The Best Lower Back Stretches

Box of stretch bands
Lower back pain can be caused by tight muscles in the back or glutes. These lower back stretches help get you relief but consider adding other therapies.
Disclaimer: If you have any medical questions or concerns, please talk to your healthcare provider. The articles on Well Guide contain information from peer-reviewed research, medical societies and governmental agencies; however, these articles are not a substitute for professional medical advice, diagnosis, or treatment.

Almost everyone experiences low back pain  at some point in their life (Hoy, 2010). While common, it is something that you will want to address earlier rather than later. The low back is considered the part of the trunk surrounding the lumbar spine.

Parts of the spine

Lower back pain can be caused by issues with the lumbar vertebrae or the muscles of the back and the surrounding body parts. This is why exercises for low back pain may involve various body parts, such as the mid back, core, hips, and legs. 

Lower back pain can occur in those with osteoporosis due to what is happening at the vertebrae level. When osteoporosis occurs in the lumbar spine and bone density is low, vertebrae can compress together, potentially leading to compression fractures. Because of this, pain and inflammation can occur in this area. 

Low bone density in the spine can cause people with osteoporosis to assume a forward rounded spinal posture. This can lead to stiffness of the muscles around the spine, further contributing to low back pain.

Muscles That Cause Low Back Pain

The lower back muscles are not always the lone culprit for low back pain. Muscles that move the upper body, hips, and legs can also affect the back. When these muscles are tight, they can change your gait pattern and posture, putting a strain on the lumbar spine. 

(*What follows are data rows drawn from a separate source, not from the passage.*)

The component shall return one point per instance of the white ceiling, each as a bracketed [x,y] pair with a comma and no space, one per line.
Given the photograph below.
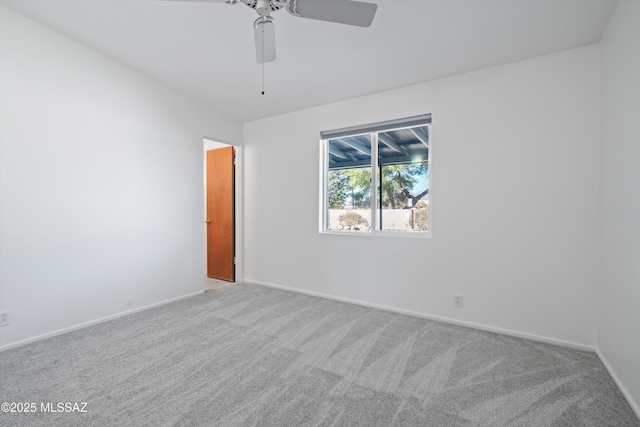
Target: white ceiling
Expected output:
[207,49]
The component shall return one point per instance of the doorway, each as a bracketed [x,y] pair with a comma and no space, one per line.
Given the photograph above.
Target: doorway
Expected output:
[221,182]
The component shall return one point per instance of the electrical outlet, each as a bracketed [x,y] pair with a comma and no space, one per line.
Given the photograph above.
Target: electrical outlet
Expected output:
[5,320]
[457,301]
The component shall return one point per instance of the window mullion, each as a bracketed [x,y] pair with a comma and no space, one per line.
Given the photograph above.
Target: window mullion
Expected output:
[374,183]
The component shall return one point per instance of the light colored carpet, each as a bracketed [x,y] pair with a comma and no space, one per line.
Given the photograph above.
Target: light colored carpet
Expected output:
[244,355]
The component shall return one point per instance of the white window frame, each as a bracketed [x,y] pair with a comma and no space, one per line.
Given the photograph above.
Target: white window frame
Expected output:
[372,130]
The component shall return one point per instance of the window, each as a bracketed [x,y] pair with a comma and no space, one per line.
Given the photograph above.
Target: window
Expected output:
[375,178]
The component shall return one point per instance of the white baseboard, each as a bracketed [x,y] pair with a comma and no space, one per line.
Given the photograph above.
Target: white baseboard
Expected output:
[625,392]
[473,325]
[94,322]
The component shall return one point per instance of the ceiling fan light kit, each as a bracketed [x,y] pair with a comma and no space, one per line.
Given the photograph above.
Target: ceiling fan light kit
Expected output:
[347,12]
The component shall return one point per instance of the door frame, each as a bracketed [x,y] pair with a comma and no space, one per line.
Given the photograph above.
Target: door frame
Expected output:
[211,144]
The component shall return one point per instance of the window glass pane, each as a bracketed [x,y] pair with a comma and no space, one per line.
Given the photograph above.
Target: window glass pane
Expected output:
[349,184]
[403,174]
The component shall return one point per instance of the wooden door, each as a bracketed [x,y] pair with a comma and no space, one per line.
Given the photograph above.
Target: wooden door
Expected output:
[220,214]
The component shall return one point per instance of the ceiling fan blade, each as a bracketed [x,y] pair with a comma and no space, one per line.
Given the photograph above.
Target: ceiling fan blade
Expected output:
[340,11]
[265,35]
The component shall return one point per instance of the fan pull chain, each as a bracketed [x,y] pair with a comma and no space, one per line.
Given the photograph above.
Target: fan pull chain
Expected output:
[262,28]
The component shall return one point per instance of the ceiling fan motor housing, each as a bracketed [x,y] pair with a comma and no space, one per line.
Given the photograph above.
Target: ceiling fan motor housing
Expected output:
[265,7]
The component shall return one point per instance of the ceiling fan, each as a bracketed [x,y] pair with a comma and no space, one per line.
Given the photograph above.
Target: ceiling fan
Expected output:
[339,11]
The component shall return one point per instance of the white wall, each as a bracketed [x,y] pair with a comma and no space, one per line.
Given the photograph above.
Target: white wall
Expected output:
[101,184]
[514,201]
[619,297]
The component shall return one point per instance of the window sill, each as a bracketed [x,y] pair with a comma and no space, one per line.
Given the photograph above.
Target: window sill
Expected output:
[392,234]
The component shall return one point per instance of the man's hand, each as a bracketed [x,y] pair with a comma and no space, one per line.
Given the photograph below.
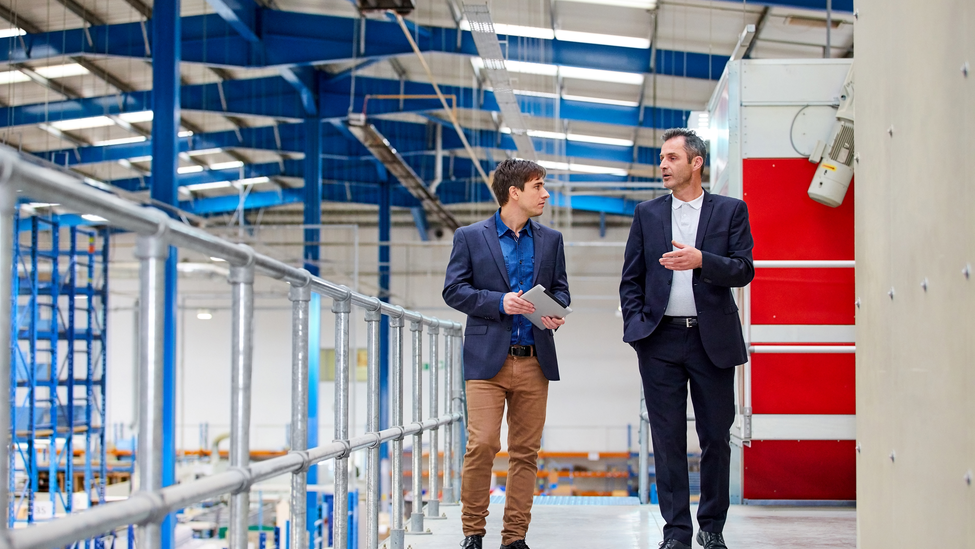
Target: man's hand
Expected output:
[515,305]
[684,259]
[552,322]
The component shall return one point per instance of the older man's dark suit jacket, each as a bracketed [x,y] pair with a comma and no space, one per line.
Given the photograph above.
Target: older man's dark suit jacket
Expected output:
[475,283]
[725,241]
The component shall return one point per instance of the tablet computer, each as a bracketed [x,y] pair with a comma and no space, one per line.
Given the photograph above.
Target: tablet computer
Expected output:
[546,304]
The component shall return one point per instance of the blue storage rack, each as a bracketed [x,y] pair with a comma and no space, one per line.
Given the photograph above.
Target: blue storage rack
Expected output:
[59,358]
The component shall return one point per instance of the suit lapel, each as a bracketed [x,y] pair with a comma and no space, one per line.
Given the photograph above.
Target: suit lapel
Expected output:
[538,249]
[494,244]
[666,219]
[702,224]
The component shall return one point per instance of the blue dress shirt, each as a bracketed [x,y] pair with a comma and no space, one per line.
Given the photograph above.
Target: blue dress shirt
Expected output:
[519,259]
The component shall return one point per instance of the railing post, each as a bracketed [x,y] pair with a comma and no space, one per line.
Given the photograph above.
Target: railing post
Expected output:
[8,203]
[396,532]
[416,517]
[300,297]
[457,407]
[152,252]
[372,426]
[242,294]
[433,499]
[340,531]
[644,460]
[448,432]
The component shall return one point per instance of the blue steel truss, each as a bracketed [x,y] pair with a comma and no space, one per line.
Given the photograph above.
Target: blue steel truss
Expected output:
[59,362]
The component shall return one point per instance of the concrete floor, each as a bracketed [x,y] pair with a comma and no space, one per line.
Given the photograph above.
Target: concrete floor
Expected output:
[640,527]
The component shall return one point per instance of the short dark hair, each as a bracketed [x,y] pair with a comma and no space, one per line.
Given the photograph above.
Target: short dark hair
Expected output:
[514,172]
[693,144]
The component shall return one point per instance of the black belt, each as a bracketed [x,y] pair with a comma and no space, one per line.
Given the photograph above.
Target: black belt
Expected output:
[685,321]
[521,350]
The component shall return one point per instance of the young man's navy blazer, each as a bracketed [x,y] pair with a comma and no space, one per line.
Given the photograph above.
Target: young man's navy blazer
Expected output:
[476,281]
[725,241]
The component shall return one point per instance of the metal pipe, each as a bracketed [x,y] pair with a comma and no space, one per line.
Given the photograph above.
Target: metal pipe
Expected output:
[448,486]
[242,282]
[300,297]
[396,532]
[152,252]
[340,529]
[457,408]
[8,233]
[416,517]
[372,424]
[433,498]
[644,459]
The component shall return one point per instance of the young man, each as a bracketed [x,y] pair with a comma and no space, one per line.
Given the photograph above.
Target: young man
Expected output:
[506,358]
[685,252]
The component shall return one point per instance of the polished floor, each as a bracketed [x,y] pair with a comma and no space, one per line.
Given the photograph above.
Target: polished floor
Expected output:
[628,526]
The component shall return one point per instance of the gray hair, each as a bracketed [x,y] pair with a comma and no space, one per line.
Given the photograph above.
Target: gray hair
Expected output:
[693,144]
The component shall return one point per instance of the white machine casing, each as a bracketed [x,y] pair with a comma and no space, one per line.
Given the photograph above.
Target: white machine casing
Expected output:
[835,169]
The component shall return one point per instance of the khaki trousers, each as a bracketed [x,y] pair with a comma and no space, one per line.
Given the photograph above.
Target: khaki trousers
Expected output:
[522,385]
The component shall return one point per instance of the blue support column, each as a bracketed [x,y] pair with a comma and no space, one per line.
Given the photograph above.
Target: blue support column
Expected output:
[313,217]
[166,54]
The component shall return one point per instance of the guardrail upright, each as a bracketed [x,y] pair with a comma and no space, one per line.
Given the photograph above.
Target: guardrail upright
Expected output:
[300,296]
[152,252]
[241,280]
[397,533]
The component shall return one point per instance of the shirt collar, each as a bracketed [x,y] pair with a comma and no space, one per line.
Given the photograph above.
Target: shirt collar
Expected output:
[502,228]
[696,203]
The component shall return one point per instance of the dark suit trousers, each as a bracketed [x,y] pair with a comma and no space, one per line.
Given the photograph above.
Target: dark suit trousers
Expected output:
[669,358]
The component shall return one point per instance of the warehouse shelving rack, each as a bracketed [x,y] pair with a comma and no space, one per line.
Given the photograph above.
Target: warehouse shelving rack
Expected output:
[58,355]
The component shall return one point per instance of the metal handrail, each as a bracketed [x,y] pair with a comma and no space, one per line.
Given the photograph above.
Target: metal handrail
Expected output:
[157,232]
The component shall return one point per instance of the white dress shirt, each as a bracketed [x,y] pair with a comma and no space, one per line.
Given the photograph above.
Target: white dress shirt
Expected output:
[683,221]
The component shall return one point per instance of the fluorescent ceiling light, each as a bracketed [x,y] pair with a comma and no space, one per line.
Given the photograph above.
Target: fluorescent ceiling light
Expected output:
[601,75]
[202,152]
[12,77]
[545,69]
[83,123]
[226,165]
[10,33]
[600,140]
[137,116]
[120,141]
[582,168]
[62,71]
[253,180]
[638,4]
[603,39]
[207,186]
[601,100]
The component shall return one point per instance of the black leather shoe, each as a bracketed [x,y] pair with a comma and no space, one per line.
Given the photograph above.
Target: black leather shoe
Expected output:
[710,541]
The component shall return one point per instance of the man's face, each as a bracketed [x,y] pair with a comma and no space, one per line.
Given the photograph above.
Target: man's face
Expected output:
[675,167]
[532,199]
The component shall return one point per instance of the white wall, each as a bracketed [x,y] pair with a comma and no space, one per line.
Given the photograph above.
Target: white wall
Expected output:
[589,409]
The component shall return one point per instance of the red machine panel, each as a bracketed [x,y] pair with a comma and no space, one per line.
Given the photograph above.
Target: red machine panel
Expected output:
[803,384]
[785,222]
[808,469]
[802,296]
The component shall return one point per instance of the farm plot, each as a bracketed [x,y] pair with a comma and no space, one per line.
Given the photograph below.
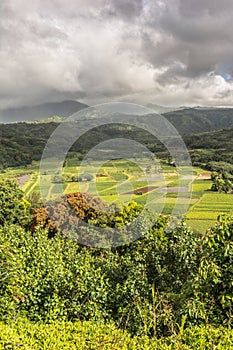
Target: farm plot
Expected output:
[205,212]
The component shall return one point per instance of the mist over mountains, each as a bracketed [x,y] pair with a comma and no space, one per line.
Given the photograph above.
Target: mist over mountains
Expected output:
[42,111]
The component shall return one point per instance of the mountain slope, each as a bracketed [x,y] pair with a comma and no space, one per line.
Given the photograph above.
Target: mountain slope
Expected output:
[195,120]
[42,111]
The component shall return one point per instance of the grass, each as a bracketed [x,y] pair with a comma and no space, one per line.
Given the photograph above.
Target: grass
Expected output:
[205,212]
[123,176]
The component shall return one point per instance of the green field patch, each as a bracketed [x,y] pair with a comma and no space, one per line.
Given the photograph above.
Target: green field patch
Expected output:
[119,176]
[201,185]
[202,215]
[201,226]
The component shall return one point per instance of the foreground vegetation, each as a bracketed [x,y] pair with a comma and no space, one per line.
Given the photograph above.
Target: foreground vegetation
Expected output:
[170,289]
[89,335]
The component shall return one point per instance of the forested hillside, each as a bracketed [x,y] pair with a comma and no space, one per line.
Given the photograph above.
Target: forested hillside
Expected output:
[21,143]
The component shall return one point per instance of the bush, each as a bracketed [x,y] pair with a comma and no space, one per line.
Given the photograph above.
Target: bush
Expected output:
[99,336]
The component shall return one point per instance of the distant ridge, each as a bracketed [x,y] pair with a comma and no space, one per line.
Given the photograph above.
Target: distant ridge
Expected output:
[28,113]
[197,120]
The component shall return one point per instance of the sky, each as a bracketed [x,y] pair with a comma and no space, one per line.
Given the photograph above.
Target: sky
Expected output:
[167,52]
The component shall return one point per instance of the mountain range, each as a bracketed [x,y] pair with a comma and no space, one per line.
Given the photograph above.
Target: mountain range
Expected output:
[186,120]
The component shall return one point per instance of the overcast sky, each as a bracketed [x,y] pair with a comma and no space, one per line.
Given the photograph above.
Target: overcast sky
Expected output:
[168,52]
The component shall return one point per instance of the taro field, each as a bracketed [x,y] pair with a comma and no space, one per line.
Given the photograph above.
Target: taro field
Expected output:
[164,188]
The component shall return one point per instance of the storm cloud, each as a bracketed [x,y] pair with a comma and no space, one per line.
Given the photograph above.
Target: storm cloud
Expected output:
[171,52]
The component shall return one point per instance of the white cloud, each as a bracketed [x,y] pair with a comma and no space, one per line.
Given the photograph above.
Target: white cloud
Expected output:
[170,51]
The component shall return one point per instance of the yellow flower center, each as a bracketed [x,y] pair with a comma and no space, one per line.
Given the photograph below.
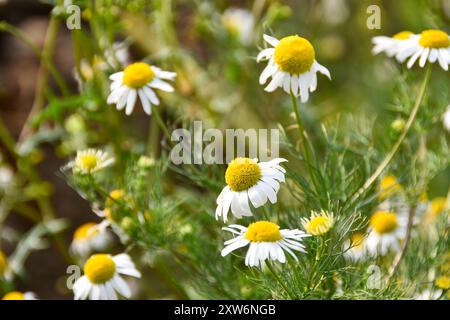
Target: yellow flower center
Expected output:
[436,39]
[404,35]
[3,263]
[443,283]
[100,268]
[263,231]
[14,295]
[319,225]
[137,75]
[384,222]
[88,161]
[85,231]
[357,240]
[294,55]
[437,206]
[242,174]
[389,186]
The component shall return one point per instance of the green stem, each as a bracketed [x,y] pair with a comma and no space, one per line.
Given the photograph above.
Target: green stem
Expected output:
[277,278]
[400,140]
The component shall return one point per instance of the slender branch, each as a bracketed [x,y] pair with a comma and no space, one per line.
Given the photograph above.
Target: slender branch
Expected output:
[400,140]
[401,253]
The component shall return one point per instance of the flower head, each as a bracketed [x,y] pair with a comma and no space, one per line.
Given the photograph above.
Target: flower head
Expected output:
[387,230]
[266,242]
[430,45]
[102,278]
[389,186]
[138,80]
[89,237]
[89,161]
[292,66]
[319,223]
[249,181]
[17,295]
[390,45]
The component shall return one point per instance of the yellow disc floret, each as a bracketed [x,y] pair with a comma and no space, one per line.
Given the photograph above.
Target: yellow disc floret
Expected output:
[3,263]
[384,222]
[437,206]
[242,174]
[263,231]
[137,75]
[88,162]
[435,39]
[319,223]
[100,268]
[85,231]
[443,283]
[14,295]
[389,186]
[403,35]
[294,55]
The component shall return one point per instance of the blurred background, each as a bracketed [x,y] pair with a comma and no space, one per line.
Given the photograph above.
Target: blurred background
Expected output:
[212,45]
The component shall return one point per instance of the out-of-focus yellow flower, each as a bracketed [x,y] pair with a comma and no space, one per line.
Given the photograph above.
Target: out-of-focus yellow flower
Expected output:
[437,206]
[3,264]
[389,186]
[443,282]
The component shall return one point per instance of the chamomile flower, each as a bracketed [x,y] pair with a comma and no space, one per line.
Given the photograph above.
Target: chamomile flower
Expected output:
[319,223]
[387,230]
[389,186]
[292,66]
[430,45]
[102,278]
[266,242]
[390,45]
[249,182]
[89,237]
[355,247]
[89,161]
[17,295]
[138,81]
[446,119]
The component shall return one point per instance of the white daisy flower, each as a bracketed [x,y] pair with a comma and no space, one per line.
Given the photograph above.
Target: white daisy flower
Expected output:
[354,248]
[386,231]
[17,295]
[446,119]
[390,45]
[292,66]
[430,45]
[138,80]
[89,161]
[240,22]
[319,223]
[266,242]
[249,182]
[102,278]
[89,237]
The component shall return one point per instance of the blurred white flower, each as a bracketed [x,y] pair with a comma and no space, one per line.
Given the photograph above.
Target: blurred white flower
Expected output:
[430,45]
[102,278]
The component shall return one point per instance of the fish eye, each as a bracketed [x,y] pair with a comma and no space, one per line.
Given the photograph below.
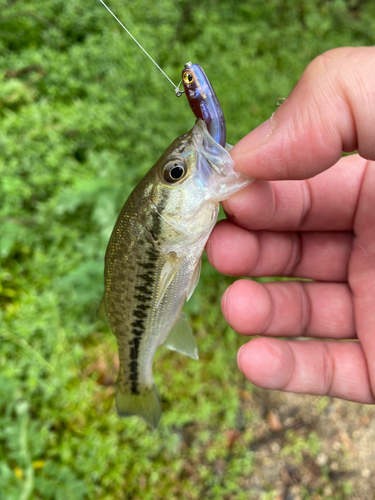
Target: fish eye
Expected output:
[188,77]
[174,171]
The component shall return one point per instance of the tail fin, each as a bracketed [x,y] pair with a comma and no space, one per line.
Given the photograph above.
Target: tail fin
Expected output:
[145,405]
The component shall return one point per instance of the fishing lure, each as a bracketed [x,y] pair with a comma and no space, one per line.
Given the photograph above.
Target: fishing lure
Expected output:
[203,101]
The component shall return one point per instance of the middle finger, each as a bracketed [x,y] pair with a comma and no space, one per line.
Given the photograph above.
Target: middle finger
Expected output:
[322,256]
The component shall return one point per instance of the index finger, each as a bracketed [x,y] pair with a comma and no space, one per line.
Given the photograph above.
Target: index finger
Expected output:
[331,109]
[325,202]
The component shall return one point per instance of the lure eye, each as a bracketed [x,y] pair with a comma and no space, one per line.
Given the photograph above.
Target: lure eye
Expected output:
[188,77]
[174,171]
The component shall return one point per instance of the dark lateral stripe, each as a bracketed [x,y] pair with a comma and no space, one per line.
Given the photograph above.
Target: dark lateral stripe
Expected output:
[144,296]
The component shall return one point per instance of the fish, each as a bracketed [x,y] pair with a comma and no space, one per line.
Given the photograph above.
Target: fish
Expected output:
[153,259]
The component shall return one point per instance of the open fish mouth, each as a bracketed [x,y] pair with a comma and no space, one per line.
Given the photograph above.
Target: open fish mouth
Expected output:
[215,167]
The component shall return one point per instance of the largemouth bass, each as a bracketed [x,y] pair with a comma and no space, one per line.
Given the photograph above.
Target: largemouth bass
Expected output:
[153,260]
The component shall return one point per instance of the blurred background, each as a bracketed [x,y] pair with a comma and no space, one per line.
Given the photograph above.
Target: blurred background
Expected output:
[84,114]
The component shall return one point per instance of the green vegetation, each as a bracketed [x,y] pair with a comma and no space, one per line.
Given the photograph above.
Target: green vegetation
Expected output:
[83,116]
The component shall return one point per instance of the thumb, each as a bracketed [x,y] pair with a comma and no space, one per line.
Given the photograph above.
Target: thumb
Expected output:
[331,110]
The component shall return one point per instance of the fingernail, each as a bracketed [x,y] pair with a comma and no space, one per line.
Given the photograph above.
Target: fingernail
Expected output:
[242,348]
[254,138]
[224,303]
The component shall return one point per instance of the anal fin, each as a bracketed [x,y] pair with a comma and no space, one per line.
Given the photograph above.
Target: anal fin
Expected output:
[194,280]
[181,338]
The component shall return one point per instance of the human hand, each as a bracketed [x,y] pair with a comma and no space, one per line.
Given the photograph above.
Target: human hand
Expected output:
[322,228]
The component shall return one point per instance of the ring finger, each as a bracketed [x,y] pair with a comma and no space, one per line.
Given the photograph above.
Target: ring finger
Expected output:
[290,309]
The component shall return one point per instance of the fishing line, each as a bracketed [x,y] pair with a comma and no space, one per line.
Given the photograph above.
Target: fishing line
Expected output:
[177,91]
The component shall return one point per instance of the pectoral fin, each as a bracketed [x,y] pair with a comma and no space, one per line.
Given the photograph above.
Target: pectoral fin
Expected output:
[194,280]
[102,313]
[167,274]
[181,338]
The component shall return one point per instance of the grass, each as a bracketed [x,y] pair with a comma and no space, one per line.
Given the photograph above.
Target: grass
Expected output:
[83,116]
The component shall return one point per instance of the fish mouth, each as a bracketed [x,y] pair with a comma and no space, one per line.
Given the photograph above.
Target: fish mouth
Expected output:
[214,165]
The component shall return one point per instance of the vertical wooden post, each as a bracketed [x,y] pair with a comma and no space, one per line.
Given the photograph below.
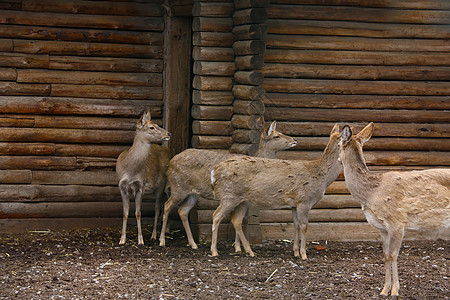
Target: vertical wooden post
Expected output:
[177,80]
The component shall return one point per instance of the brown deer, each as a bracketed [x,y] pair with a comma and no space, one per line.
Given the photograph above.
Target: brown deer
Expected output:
[273,183]
[394,201]
[189,175]
[143,166]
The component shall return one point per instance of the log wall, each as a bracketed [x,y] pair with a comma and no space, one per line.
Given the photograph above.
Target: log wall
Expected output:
[74,78]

For example, muscles such as your glutes, piriformis, and hamstrings can cause back pain if they're too tight.  Because of their close proximity to the low back, these muscles can pull on the pelvis and put pressure on the back in a way that can lead to pain.

Listed below are a handful of muscles located close to the lumbar spine. Stretching these muscles are typically part of a low back pain prehab or rehab program It is thought that if you can decrease the tension, or lengthen these muscles, there will be less stress on the low back and result in less pain (Radwan, 2015).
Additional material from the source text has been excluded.